Mipha hatte aufmerksam zugehört. Sie fand, dass Raisa recht hatte. Vielleicht sollte sie Ruta wirklich fragen. Des Rätsels Lösung konnte so einfach sein, sie hätte es aber vielleicht nie erfahren, wenn Raisa ihr das nicht erzählt hätte. „Du hast Recht. Danke. Ich werde das versuchen." Mipha lächelte sie an. Raisa hingegen schloss die Augen und seufzte. „Deine Sorgen hätte ich gerne", sagte sie.



Mipha hatte ihre Arbeit beendet und entfernte ihre Hand von Raisa. „Bitte. Ich hoffe, ich muss etwas Derartiges nie wieder heilen. Das hat mir wirklich einen Schrecken eingejagt." Sie schnaubte. „Mach dir da mal keine Gedanken. Oder glaubst du, ich bin so blöd und mache denselben Fehler ein zweites Mal?" Mipha schüttelte den Kopf.
„Sag mal, darf ich dich etwas fragen, Raisa?" Sie nickte. Es war das mindeste, was sie als Gegenleistung für Mipha tun konnte. „Nachdem du mit Revali von deiner Reise wiedergekommen bist, haben wir uns alle etwas gefragt. Ihr wurdet beide als Helden bezeichnet... Nein, ihr seid sogar Helden. Das muss doch bedeuten, dass ihr zusammengearbeitet habt, oder? Also, bedeutet das, dass ihr nun miteinander klar kommt?", fragte Mipha. Raisa lachte auf. Er und sie klar kommen? Nicht in einhundert Jahren.
„Nein, wir kommen so gar nicht miteinander klar. Er ist der egoistischste, arroganteste und übermütigste Vogel, den ich kenne. Allerdings... Ich muss dazu sagen, dass ich langsam glaube, zu verstehen wie er denkt. Ich glaube es aber auch nur. Der Vogel ist wie ein Buch mit sieben Siegeln." Nun lachte Mipha leicht auf. „Das klingt fast so, als würdest du ihn verstehen wollen."

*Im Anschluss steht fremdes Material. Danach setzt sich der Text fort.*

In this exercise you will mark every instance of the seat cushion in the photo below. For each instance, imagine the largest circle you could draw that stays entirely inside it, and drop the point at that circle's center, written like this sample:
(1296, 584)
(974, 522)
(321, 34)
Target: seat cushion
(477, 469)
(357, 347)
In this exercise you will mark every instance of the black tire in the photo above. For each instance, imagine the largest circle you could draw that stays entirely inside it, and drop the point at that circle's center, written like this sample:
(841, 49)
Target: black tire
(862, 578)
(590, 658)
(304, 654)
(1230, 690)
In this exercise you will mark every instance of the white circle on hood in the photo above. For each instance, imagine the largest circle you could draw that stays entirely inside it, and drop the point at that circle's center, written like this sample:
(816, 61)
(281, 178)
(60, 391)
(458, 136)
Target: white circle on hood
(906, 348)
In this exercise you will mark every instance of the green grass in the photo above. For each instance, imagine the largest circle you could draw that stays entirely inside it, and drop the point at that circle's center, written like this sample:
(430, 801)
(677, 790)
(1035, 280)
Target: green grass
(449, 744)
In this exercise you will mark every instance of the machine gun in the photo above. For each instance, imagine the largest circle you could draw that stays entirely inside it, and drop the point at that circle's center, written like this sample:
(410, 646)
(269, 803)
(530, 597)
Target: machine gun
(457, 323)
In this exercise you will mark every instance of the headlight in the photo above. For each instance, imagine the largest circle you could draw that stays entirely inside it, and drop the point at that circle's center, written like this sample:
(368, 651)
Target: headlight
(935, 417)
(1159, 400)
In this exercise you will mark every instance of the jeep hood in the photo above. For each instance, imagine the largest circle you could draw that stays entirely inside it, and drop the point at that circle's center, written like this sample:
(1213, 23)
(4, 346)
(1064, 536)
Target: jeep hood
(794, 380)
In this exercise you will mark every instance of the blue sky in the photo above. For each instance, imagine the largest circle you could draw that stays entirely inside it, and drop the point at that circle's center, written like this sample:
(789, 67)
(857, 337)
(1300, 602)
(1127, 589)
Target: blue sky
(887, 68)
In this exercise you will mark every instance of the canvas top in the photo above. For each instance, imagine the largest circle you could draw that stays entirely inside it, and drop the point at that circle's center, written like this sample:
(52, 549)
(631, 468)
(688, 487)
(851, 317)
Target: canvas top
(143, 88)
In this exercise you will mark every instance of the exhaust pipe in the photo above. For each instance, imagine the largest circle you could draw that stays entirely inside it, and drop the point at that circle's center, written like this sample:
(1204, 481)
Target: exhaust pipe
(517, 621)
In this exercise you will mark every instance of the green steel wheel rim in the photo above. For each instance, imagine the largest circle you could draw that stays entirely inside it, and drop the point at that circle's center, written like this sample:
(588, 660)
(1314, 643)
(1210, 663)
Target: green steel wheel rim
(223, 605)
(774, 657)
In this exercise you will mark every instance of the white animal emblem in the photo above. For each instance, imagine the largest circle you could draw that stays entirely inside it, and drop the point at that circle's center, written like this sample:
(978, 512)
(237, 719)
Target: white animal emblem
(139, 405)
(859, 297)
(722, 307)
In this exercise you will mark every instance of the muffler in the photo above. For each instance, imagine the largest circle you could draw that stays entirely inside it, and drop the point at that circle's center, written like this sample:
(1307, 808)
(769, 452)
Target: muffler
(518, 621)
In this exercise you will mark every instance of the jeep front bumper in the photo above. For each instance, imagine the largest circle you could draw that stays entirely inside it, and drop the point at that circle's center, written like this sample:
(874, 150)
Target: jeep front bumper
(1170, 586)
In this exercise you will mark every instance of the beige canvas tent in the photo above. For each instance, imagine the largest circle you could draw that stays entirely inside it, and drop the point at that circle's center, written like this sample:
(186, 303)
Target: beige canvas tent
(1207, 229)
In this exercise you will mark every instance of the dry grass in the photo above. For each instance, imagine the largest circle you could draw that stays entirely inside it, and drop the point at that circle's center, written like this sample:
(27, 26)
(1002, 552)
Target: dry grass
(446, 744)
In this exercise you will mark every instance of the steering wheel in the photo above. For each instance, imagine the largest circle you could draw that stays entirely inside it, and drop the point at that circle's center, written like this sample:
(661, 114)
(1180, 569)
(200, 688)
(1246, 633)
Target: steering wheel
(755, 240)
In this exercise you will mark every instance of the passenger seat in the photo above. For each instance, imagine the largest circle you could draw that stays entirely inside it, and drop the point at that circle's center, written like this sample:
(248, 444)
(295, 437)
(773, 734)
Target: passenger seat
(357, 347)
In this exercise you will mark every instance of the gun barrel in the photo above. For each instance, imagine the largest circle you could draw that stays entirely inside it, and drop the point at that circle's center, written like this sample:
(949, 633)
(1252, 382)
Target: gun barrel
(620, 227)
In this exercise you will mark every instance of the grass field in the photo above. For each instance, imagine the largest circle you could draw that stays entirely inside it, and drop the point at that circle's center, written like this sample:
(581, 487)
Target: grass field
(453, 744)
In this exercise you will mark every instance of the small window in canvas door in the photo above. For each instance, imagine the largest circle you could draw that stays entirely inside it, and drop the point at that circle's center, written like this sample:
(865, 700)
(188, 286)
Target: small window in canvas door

Sie konnte nicht glauben, was sie da hörte. Sie sollte ihn verstehen wollen? In welcher Welt das? Nur weil sie dies langsam tat, hieß das nicht, dass sie es wollte. „Dein Gesicht verrät mir, dass ich daneben lag, nicht wahr?", fragte Mipha. „Ja", antwortete Raisa knapp.
„Ich verstehe das nicht. Wie könnt ihr euch nicht mögen, wo ihr euch doch so ähnlich seid?" Sie und Revali sollten sich ähnlich sein? Niemals! Ihr Weltbild, ihre Ansichten, ihr Charakter, all dies war so anders, als bei ihm. „Wir sind uns überhaupt nicht ähnlich!" Mipha kicherte erneut.
„Ihr seid beide stur, ehrgeizig, talentiert, streitsüchtig und habt die Eigenschaft alles nüchtern zu betrachten." Am liebsten hätte Raisa protestiert, doch was Mipha sagte, entsprach leider der Wahrheit. Deshalb schnaubte sie nur und verschränkte die Arme vor der Brust.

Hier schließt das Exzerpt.